Rosa, y yo también, cree que no hay nada mejor que vivir y morir en el lugar en el que se nació; pero también tiene la certeza de que a veces no hay más remedio, que en muchas ocasiones no hay otra salida que no sea escapar, pero lo más terrible es cuando esa última puerta se cierra para siempre, cuando el escape no es más que una utopía. Ella me cuenta que desde que se enteró encendió velas por toda la casa con la esperanza de que esa luz ilumine el camino de los suyos, que los santos de los que es devota los ayude a todos, a su hijo, a su nuera, al nieto que está por llegar, a todos esos cubanos que están varados en algún lugar sin conocer cual será su futuro.
Y me duele decirle que no se haga falsas ilusiones, y no le digo que se contente con el hecho de que al menos están vivos. No es lo que ella espera escuchar, y no seré yo quien le haga perder las esperanzas. Ella seguirá implorando y poniendo velas por toda la casa.
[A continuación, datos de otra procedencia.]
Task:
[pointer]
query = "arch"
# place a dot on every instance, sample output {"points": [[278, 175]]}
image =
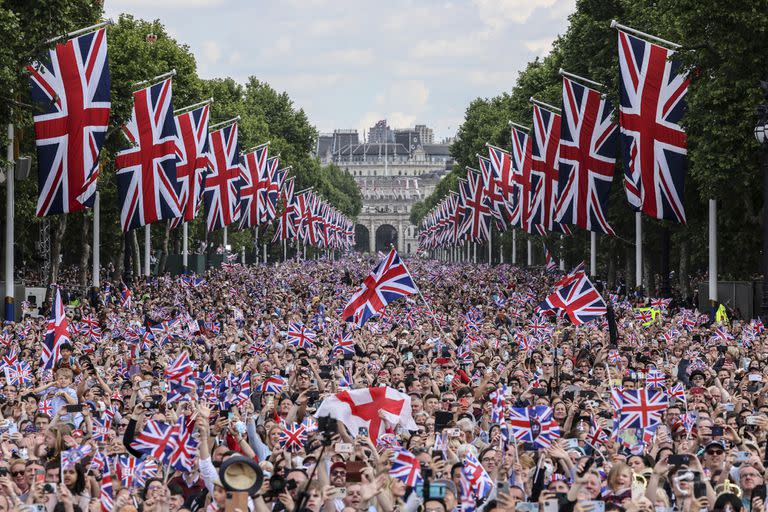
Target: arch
{"points": [[362, 236], [386, 235]]}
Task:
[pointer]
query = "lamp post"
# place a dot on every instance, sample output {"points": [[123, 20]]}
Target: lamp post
{"points": [[761, 134]]}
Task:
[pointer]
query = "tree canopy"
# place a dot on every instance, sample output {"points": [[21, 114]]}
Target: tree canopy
{"points": [[725, 50]]}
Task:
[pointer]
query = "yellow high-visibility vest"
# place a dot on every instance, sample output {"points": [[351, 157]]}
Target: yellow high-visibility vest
{"points": [[721, 316]]}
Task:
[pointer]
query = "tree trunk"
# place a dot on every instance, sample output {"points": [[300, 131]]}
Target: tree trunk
{"points": [[164, 254], [85, 256], [685, 285], [58, 237], [611, 277], [136, 254]]}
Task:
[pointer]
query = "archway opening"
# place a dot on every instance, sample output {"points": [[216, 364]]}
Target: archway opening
{"points": [[362, 236], [386, 236]]}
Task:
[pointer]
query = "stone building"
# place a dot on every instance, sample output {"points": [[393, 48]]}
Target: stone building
{"points": [[392, 176]]}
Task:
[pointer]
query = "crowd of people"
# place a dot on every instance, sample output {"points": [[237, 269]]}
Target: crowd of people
{"points": [[652, 407]]}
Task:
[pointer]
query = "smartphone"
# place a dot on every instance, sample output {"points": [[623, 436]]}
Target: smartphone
{"points": [[679, 460], [594, 505], [354, 469], [741, 456], [343, 448]]}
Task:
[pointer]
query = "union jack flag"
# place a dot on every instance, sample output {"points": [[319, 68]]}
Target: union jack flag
{"points": [[300, 335], [71, 85], [388, 281], [105, 494], [255, 180], [292, 437], [641, 408], [125, 297], [183, 447], [534, 425], [677, 391], [655, 379], [551, 264], [479, 481], [273, 384], [477, 223], [45, 407], [146, 176], [56, 335], [18, 374], [222, 184], [194, 160], [406, 468], [154, 439], [544, 175], [578, 299], [652, 90], [587, 158], [343, 344]]}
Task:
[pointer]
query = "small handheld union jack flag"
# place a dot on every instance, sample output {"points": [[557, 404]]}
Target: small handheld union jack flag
{"points": [[293, 437], [406, 468]]}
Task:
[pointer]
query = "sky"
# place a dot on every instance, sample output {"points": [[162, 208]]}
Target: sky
{"points": [[349, 64]]}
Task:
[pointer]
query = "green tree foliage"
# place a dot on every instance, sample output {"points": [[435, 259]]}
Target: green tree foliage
{"points": [[725, 49], [266, 115]]}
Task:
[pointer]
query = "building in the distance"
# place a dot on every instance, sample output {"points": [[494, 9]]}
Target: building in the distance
{"points": [[394, 169]]}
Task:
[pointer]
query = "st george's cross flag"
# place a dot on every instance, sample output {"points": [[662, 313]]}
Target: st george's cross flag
{"points": [[378, 409], [387, 282], [71, 86]]}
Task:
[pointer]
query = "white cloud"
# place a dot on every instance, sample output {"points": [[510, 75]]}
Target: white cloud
{"points": [[540, 46], [211, 53], [498, 13]]}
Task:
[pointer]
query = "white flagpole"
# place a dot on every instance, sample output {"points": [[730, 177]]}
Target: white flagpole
{"points": [[95, 271], [147, 249], [530, 253], [713, 249], [185, 247], [10, 181], [514, 247], [638, 250]]}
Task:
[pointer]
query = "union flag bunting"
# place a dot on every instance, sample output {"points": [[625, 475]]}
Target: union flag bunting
{"points": [[71, 86], [387, 282], [587, 158], [146, 176], [194, 160], [652, 91], [223, 182]]}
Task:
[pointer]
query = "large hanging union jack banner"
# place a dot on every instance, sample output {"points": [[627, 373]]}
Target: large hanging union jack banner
{"points": [[521, 166], [194, 160], [221, 184], [576, 298], [72, 86], [388, 281], [652, 91], [146, 176], [254, 179], [544, 174], [587, 158]]}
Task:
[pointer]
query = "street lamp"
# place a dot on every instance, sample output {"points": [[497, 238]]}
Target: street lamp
{"points": [[761, 134]]}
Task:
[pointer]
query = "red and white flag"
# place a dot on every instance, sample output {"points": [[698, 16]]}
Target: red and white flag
{"points": [[377, 409]]}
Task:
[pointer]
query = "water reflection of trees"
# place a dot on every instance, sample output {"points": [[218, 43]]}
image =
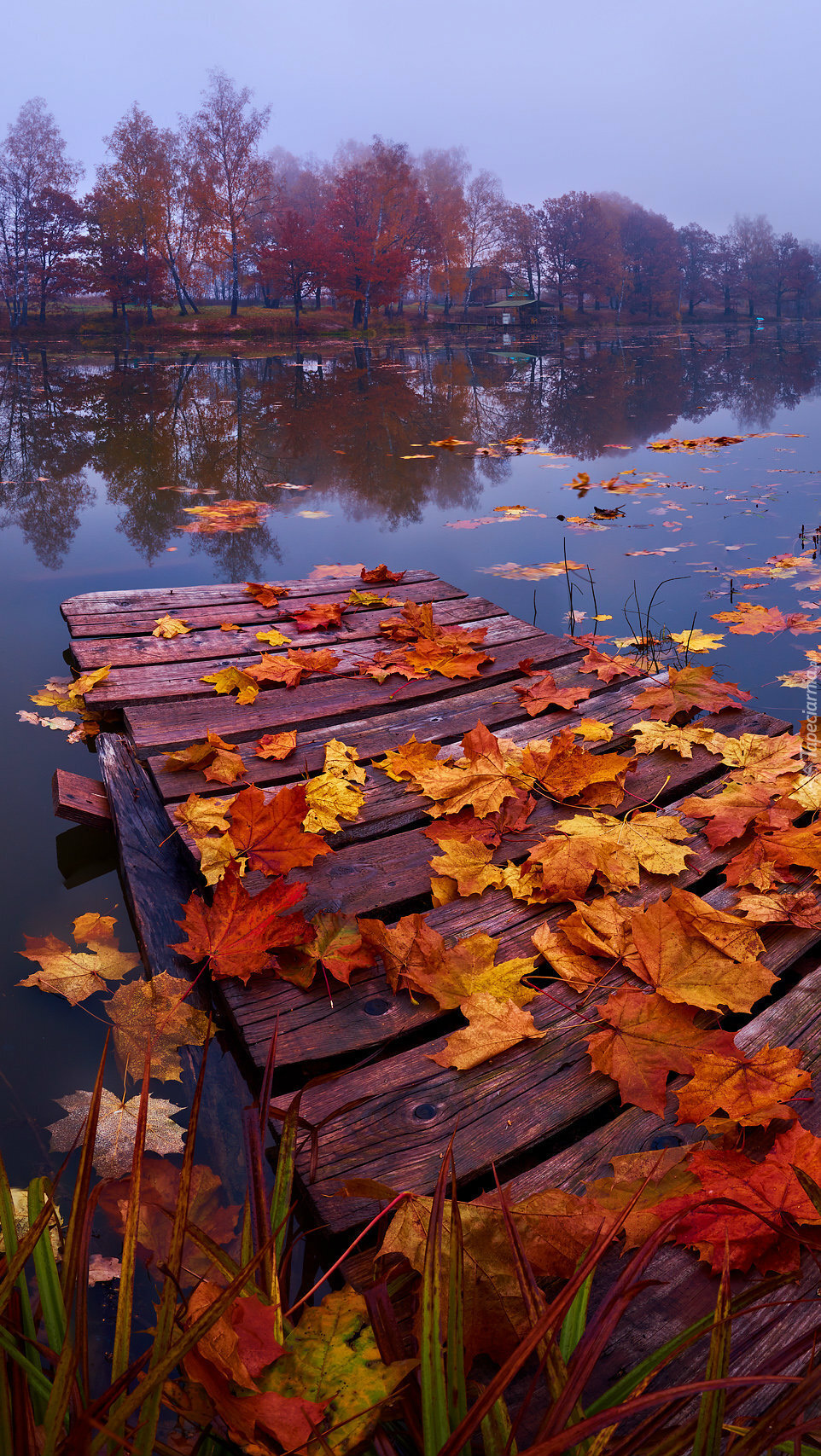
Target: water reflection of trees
{"points": [[163, 434]]}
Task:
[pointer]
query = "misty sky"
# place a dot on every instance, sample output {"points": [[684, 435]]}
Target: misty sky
{"points": [[696, 108]]}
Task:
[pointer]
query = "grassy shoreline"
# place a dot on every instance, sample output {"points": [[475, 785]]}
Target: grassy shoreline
{"points": [[94, 327]]}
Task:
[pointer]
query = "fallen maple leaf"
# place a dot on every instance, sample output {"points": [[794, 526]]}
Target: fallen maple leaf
{"points": [[690, 953], [542, 693], [153, 1015], [682, 740], [686, 689], [645, 1040], [750, 1091], [236, 932], [266, 593], [492, 1027], [272, 636], [270, 832], [159, 1196], [608, 667], [697, 641], [332, 1359], [171, 626], [214, 757], [766, 1190], [232, 677], [598, 844], [468, 865], [117, 1128], [381, 574], [488, 778], [567, 770], [335, 792], [276, 745], [72, 973], [750, 619], [730, 813], [201, 815], [321, 615], [800, 908]]}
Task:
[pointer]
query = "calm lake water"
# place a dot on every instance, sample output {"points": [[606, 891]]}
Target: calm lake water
{"points": [[101, 456]]}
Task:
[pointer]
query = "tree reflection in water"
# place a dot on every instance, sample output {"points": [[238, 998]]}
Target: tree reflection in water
{"points": [[163, 434]]}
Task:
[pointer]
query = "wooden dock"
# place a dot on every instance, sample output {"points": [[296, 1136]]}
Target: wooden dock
{"points": [[536, 1114]]}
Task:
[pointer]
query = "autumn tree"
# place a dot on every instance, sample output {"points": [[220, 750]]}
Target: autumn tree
{"points": [[443, 175], [227, 130], [136, 183], [57, 239], [756, 251], [375, 226], [484, 220], [523, 247], [697, 263], [32, 160]]}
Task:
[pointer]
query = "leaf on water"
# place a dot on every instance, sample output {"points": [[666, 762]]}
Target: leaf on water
{"points": [[78, 974], [276, 745], [153, 1013], [117, 1130], [687, 689], [542, 693], [335, 792], [171, 626]]}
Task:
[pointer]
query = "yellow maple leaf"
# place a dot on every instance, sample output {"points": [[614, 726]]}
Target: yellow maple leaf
{"points": [[697, 641], [229, 677], [335, 792], [201, 815], [272, 638], [494, 1025], [154, 1015], [171, 626], [72, 973], [468, 864]]}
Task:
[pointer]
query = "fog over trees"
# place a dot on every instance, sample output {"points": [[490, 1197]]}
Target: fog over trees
{"points": [[202, 213]]}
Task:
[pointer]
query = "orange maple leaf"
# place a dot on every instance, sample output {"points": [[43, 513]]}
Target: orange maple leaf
{"points": [[567, 770], [379, 574], [686, 689], [214, 757], [265, 591], [608, 667], [325, 615], [236, 932], [645, 1040], [542, 693], [692, 953], [270, 832]]}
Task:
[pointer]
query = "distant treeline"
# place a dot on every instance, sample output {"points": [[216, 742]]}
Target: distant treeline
{"points": [[201, 213]]}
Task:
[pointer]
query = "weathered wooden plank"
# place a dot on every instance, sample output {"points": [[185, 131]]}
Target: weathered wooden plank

Ella seguirá esperando el milagro, ese que añoran muchísimos cubanos; todos esos que están varados en una tierra que no es la suya, y muchos también que continúan en Cuba y que esperaban el mejor momento para escapar.
En la isla, el discurso oficial arremete contra esa ley, pero jamás cuenta porque son tantos los cubanos que veían en ella su única esperanza. Las infinitas deficiencias de este gobierno, obliga a sus ciudadanos a tomar decisiones que muchas veces los lleva, literalmente, a naufragar. Son muchos los que prefirieron navegar sin rumbo antes que perder sus esperanzas.
A los cubanos nos dictan una política que no decidimos y además se nos exige una respuesta homogénea de vivas y socialismo o muerte; debe ser por eso que no son pocos los que prefieren la muerte, cuando lo más importante, sin dudas, es vivir. Ocupar todo su tiempo en vivir debía ser el único camino de todos los hijos de esta isla, pero la realidad es otra.
Rosa, y los suyos que ahora están en ese limbo y en espera del milagro, deberían saber, y quizá hasta lo saben, que la supervivencia de un pueblo depende de sus ciudadanos, pero han tenido que ocupar mucho de su tiempo en esas rememoraciones que hace el discurso oficial en el que se habla de un presente de gloria y de un pasado denigrante que, por cierto, no ha podido revocar.
La política no puede reducirse a la perorata frívola, y los políticos cubanos debían tener conciencia de que cada día se cometen idénticos errores y que se olvidan las verdaderas necesidades de los habitantes de esta tierra, haciéndoles pagar las secuelas de su insuficiencia. Un país no se hace con monsergas, y todos somos culpables de la ausencia de un plan verdaderamente integrador. Ojalá se junten en algún momento los gritos aislados y se vuelvan uno solo. Eso sería bueno. Eso quizá conseguiría que muchos cubanos dejen de pensar en el viaje como única solución.
No son las leyes que promulgan los vecinos, las mismas que desactivan luego, las que tenemos que denigrar. No son esas leyes las que nos hacen daño. Lo más importante es mirarnos, abandonar esa levedad que impide que nos entendamos. Debemos opinar definitivamente que no vivimos, como pensaba Leibniz, en el mejor de los mundos posibles. Pasaron más de tres siglos y el discurso oficial cubano sigue creyéndolo, sin reconocer que muchos de sus hijos prefieren la muerte en el mar, a seguir viviendo en la inopia. Ojalá se entienda de una vez y por todas que las calamidades nunca llegaron acompañadas de optimismo. Si son tantos los que sueñan con largarse en porque las cosas están muy mal, y la política de “pies secos, pies mojados” no era la culpable.